Oral arguments yesterday in Watters v. Wachovia went as expected (or, at least, as this ignoramus expected), with Scalia getting the only laugh and Thomas once again remaining silent (but deadly?), perhaps because he had recused himself and wasn’t present. My previously expressed wishes for a Thomas yuk-fest breakthrough went unfulfilled. He was probably intimidated by the recent poor showing of Michael Richards in the “comedy arena” and didn’t want to try his luck. Justice Ginsburg didn’t rant ala Dennis Miller, as I had hoped, but it’s apparent that she’s been reading the briefs. She caught onto the connection between a “division,” a “department” and an “operating subsidiary,” at least when it comes to the OCC.
I’ll leave the parsing of the nuances to those more adept at it than I. I’ve read reports that Wachovia’s counsel seemed to get the worst of it, but I don’t see that from a reading of the transcript. Maybe you had to be there.
I’m sometimes surprised when certain justices end up so far from where they appeared to be during oral argument. When a justice says that he’s “concerned” about an implication, and then permits counsel to take off uninterrupted, you might smell a setup.
I’d expect Scalia and Roberts to be the best bets for Watters based upon their comments, although Scalia asked tough questions of both sides. I also thought Scalia’s and Roberts’ back and forth with Sri Srinivasan (“quick, say ‘Sri Srinivasan’ fast, three times!”) was a fairly good exchange.
To me, Justice Ginsburg appeared to be the OCC’s best buddy, although one reporter thought she leaned toward Michigan. Justice Kennedy definitely seemed pro-Wachovia. Justice Stephens referred to Mr. Long as Mr. Blanchard, so I’m not certain whether he’s been taking his medicine in the proper dosages. He appeared to be hung up on “field preemption.” As Long put it in so many words, “If that floats your boat, right on, and I’ve got two other ways to reason your way to support of the OCC if you fall out of love with that one.” It’s always nice to have more than one peg upon which to hang your hat.
Justice Breyer also mentioned “fielding,” but I assumed he was talking about Derek Jeter’s skill set.
Blanchard was gang tackled right off the bat (which happens), and Long a little bit less so, but both held their own.

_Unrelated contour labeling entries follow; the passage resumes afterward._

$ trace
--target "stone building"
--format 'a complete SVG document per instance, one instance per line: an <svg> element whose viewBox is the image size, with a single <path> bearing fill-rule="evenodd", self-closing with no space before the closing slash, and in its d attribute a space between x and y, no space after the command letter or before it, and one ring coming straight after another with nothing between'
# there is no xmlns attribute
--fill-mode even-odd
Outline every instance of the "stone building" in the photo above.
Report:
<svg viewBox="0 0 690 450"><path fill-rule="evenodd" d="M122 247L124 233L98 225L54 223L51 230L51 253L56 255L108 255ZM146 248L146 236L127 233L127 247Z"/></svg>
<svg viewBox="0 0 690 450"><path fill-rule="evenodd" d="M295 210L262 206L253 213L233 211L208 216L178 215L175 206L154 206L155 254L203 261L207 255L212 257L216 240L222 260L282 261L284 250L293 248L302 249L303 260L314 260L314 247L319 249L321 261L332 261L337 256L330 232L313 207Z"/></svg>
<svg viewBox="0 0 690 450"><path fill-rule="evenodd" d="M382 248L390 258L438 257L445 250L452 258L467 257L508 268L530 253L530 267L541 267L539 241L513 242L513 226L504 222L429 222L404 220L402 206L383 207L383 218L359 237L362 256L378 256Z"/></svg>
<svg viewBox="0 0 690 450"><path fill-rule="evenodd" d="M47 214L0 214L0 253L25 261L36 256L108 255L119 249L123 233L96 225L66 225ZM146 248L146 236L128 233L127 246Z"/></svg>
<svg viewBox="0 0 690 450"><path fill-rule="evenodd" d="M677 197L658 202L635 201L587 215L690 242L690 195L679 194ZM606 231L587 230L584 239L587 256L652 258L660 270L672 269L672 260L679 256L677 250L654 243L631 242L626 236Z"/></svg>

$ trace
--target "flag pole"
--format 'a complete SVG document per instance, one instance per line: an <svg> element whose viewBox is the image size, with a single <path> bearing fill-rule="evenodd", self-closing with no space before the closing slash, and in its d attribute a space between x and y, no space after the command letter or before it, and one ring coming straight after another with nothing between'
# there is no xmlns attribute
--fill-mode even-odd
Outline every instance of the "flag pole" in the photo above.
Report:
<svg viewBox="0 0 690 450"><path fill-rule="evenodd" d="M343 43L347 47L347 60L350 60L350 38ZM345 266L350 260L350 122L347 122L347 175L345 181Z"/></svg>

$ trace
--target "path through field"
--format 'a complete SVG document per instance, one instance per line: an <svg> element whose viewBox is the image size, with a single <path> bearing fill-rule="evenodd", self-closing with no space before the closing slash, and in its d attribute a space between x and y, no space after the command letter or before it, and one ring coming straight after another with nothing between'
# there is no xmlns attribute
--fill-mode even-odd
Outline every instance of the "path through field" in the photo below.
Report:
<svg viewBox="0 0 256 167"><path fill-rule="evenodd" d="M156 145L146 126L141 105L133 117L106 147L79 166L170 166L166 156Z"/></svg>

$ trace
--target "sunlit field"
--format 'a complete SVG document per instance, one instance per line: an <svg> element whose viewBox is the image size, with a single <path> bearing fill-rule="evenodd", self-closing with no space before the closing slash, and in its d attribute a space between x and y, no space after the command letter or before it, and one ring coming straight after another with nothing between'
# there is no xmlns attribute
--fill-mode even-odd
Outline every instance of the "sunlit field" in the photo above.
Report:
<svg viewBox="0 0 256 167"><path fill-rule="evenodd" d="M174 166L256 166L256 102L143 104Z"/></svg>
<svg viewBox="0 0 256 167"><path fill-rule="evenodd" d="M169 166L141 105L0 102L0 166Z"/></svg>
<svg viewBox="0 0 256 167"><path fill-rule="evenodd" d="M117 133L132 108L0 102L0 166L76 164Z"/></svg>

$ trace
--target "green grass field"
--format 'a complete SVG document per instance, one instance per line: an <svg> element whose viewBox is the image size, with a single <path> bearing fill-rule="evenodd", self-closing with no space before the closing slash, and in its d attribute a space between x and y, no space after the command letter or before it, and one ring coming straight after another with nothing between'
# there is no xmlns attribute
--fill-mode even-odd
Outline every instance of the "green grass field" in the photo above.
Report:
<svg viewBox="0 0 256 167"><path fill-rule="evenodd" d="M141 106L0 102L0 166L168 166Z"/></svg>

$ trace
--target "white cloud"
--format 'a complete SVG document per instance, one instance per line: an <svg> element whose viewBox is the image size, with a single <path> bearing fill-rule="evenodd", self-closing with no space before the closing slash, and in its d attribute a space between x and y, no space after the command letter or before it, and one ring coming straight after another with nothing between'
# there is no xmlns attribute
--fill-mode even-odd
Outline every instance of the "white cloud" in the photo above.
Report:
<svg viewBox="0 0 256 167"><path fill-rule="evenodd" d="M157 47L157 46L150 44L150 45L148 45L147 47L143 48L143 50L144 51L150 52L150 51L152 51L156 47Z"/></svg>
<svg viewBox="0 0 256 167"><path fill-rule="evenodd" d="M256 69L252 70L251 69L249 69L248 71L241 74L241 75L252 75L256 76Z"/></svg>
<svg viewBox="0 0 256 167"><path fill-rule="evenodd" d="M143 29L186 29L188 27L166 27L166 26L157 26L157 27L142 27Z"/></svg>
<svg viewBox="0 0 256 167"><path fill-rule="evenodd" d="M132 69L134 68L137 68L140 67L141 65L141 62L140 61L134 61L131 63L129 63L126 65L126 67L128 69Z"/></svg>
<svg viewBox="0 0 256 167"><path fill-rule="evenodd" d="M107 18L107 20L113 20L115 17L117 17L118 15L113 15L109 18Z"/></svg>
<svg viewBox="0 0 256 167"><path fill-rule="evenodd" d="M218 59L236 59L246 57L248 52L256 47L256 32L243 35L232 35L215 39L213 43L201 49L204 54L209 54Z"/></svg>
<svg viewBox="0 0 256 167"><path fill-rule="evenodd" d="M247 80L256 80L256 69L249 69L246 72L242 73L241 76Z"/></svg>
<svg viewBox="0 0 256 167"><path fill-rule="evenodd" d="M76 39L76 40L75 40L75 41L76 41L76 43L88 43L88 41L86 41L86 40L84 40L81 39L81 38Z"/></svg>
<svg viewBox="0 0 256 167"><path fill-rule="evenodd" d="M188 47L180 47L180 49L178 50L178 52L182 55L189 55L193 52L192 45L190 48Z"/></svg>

Overall, however, there’s usually never enough time in those sessions to do more than shoot yourself in the foot, if you’re so inclined. No one seemed to do so, although interested partisans may disagree.
Of course, afterward, both sides thought that they’d done well, and both predicted victory.
Now, let’s hope that over the next six to eight months, the law clerks educate the justices on just what a national bank’s operating subsidiary actually is. Based upon a few of the questions, some of them have a way to travel until they’re up to full speed.
Only one laugh, though. That’s 1.9 laughs under the Roberts’ Court average. It’s also half of what Justice Scalia got yesterday in Massachusetts v. EPA.
Then again, greenhouse gasses are a lot more amusing than the OCC. According to states’ rights advocates, they also smell better.